Sopra i fiumi che vanno

Nel letto d’ospedale di Lisbona il tempo ristagna, torna indietro, si spezza. Dalla finestra arriva il rumore del treno dietro i pini, le montagne lontane, il riccio del castagno che da bambino stava all’ingresso del cortile. Attorno al letto si affollano figure che appartengono a epoche diverse, eppure sembrano presenti: la nonna che conserva barattoli di marmellata nella dispensa, il nonno sordo con il giornale sulle ginocchia, donna Lucrécia che chiama dai gradini con il bastone, la straniera bionda intravista accanto alla piscina dell’hotel degli inglesi. Ogni dettaglio riaffiora: il cappello di paglia con l’elastico rotto, le chiocciole sul granito, le lucertole immobili nei muri assolati, il profumo delle cucine, i topolini di cioccolato regalati per calmare la paura. Nel corridoio dell’ospedale il rumore delle suole si confonde con i ricordi delle processioni funebri del paese, mentre la barella sembra trasformarsi in un carro diretto verso il cimitero. La mente scivola continuamente dall’infanzia alla malattia, dalla stanza operatoria alle sorgenti del Mondego, in un flusso dove la morte è insieme minacciosa e quasi grottesca, popolata da pagliacci, animali, vecchie contadine e medici che parlano sottovoce. Eppure, dentro quella paura ostinata, sopravvive ancora un desiderio infantile di protezione: una lampada accesa, una mano sulla fronte, qualcuno che dica semplicemente “stai benissimo”…

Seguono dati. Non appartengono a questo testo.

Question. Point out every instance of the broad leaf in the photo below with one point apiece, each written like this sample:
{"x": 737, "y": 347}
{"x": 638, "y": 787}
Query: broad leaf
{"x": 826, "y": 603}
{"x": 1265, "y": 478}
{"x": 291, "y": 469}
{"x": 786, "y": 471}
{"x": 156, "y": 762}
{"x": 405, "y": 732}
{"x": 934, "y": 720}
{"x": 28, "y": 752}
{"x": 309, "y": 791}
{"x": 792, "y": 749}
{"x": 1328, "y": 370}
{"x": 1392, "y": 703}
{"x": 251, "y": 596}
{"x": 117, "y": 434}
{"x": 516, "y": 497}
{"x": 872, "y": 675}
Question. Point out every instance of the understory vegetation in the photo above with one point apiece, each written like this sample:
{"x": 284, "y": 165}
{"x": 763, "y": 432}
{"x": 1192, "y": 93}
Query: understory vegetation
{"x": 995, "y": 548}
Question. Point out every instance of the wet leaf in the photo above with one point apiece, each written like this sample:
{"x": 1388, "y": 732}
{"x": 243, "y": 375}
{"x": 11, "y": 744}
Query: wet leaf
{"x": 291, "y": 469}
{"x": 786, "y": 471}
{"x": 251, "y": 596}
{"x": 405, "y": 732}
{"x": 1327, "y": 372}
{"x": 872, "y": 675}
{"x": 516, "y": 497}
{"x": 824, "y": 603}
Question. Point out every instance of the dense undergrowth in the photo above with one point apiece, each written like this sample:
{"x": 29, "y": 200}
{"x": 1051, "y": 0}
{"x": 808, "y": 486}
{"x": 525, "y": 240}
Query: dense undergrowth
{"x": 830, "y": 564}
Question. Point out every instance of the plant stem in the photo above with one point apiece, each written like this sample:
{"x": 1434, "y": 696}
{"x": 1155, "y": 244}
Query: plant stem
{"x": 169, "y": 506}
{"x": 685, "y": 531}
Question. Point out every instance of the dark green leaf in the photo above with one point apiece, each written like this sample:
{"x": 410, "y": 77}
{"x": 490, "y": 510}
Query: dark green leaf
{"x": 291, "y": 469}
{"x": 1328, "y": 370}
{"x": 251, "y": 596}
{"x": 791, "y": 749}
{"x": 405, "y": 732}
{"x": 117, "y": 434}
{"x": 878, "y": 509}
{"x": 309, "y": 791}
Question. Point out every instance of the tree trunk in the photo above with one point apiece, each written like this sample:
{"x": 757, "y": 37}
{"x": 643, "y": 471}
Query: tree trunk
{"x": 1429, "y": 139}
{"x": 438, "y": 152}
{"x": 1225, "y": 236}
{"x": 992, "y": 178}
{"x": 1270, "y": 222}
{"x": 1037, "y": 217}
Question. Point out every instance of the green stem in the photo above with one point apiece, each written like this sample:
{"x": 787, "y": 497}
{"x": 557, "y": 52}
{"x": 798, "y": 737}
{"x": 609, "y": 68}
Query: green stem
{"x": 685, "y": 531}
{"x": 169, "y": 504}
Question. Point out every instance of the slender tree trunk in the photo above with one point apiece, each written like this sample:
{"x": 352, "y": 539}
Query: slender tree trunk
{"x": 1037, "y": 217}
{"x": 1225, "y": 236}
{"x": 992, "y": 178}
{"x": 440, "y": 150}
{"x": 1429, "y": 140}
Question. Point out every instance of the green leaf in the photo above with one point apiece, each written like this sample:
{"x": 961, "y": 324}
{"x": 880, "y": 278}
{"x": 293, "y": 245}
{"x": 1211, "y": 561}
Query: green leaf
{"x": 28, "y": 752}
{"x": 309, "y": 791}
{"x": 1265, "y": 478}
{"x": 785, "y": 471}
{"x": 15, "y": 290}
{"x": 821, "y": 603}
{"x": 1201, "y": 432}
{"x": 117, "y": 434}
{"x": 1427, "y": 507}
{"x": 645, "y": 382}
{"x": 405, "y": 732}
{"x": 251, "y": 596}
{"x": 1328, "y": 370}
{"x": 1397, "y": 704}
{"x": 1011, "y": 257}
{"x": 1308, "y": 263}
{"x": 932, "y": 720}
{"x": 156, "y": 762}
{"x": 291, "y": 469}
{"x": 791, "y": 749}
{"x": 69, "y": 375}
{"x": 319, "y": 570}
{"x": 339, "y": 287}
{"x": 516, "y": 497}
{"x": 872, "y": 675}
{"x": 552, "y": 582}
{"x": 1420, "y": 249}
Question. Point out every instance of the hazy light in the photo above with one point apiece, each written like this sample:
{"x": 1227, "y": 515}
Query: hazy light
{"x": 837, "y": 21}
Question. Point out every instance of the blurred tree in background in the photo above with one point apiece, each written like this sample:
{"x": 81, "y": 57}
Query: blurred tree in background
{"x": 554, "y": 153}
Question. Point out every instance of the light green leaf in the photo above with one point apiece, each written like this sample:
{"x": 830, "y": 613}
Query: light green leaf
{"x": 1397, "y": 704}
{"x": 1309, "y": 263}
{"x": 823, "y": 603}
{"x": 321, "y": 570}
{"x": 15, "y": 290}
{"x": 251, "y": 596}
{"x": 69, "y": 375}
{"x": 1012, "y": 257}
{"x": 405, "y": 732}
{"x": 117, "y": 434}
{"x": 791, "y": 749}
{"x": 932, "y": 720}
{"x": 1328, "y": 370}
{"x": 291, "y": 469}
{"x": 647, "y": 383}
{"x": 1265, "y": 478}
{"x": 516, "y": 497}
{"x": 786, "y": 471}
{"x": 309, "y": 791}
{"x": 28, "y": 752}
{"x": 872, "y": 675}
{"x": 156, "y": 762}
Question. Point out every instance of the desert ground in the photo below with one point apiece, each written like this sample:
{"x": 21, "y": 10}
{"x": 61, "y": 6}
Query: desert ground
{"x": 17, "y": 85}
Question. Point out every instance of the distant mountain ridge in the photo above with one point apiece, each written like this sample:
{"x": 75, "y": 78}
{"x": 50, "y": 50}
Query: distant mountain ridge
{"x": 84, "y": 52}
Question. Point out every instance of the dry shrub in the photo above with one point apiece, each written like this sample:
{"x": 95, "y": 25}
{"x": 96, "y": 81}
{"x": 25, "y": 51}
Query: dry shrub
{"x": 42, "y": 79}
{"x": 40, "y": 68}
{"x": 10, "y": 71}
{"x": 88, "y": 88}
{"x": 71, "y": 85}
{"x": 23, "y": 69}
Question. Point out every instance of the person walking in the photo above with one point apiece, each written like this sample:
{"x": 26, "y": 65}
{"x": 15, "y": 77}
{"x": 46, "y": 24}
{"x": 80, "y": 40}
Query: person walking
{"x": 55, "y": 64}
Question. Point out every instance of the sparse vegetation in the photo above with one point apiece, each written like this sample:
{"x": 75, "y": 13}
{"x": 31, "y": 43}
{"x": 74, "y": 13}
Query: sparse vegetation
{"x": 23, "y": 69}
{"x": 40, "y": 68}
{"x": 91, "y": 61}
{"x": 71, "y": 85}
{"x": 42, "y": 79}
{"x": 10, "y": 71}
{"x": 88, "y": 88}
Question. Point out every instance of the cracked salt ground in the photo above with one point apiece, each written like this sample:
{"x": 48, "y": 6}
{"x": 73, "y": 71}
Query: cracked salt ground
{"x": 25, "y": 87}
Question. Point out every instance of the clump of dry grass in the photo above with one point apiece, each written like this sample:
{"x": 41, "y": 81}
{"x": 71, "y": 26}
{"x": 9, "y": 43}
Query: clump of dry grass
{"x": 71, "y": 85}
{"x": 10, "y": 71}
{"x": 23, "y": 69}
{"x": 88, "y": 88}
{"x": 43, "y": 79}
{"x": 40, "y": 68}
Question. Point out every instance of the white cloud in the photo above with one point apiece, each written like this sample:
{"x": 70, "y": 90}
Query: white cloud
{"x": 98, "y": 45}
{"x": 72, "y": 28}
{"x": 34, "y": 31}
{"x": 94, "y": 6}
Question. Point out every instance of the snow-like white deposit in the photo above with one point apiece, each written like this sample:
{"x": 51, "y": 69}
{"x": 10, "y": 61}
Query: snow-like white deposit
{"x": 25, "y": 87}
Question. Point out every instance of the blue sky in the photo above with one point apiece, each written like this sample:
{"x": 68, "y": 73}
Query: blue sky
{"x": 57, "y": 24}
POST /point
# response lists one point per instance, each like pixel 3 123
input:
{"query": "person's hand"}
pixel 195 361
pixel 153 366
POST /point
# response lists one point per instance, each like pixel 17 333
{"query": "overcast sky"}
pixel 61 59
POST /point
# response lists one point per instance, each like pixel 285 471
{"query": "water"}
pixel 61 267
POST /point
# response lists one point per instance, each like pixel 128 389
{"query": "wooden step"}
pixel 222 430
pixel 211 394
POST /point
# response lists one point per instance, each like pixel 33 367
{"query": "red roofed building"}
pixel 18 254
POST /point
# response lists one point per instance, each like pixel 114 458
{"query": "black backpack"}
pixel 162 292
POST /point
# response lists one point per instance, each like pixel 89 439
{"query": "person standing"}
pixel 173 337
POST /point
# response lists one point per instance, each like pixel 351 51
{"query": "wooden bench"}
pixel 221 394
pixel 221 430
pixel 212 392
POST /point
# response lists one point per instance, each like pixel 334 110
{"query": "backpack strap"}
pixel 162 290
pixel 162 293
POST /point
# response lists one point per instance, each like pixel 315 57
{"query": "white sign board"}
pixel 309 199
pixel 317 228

Con Sopra i fiumi che vanno, António Lobo Antunes porta all’estremo la propria scrittura fluviale e ipnotica, trasformando una degenza ospedaliera in un viaggio dentro la memoria. Il romanzo nasce da un’esperienza autobiografica — il ricovero dello scrittore per una grave malattia — ma evita qualsiasi tono confessionale tradizionale: la voce narrante si dissolve continuamente tra prima, seconda e terza persona, in una corrente dove presente e passato convivono senza gerarchie. La punteggiatura ridotta al minimo, i bruschi cambi di scena, le frasi spezzate e musicali costringono a entrare nel ritmo mentale del protagonista più che a seguire una trama lineare. Non è una scrittura accomodante, ma possiede una forza poetica rara, capace di trasformare un odore, una parola o un oggetto in detonatori emotivi. La critica ha spesso accostato Lobo Antunes a William Faulkner e a Céline per il flusso di coscienza e la deformazione del tempo narrativo, ma qui emerge anche una dimensione lirica profondamente portoghese, legata ai versi di Luís de Camões e all’immagine del fiume come simbolo del tempo che trascina ogni cosa verso la foce. Le memorie coloniali e politiche che attraversavano romanzi come In culo al mondo o Lo splendore del Portogallo qui lasciano spazio a un confronto più intimo con il corpo, la malattia e la dissoluzione dell’identità. Ne nasce un libro duro e struggente, dove la letteratura sembra funzionare come ultimo antidoto contro la scomparsa: una voce che continua a parlare anche quando tutto il resto vacilla.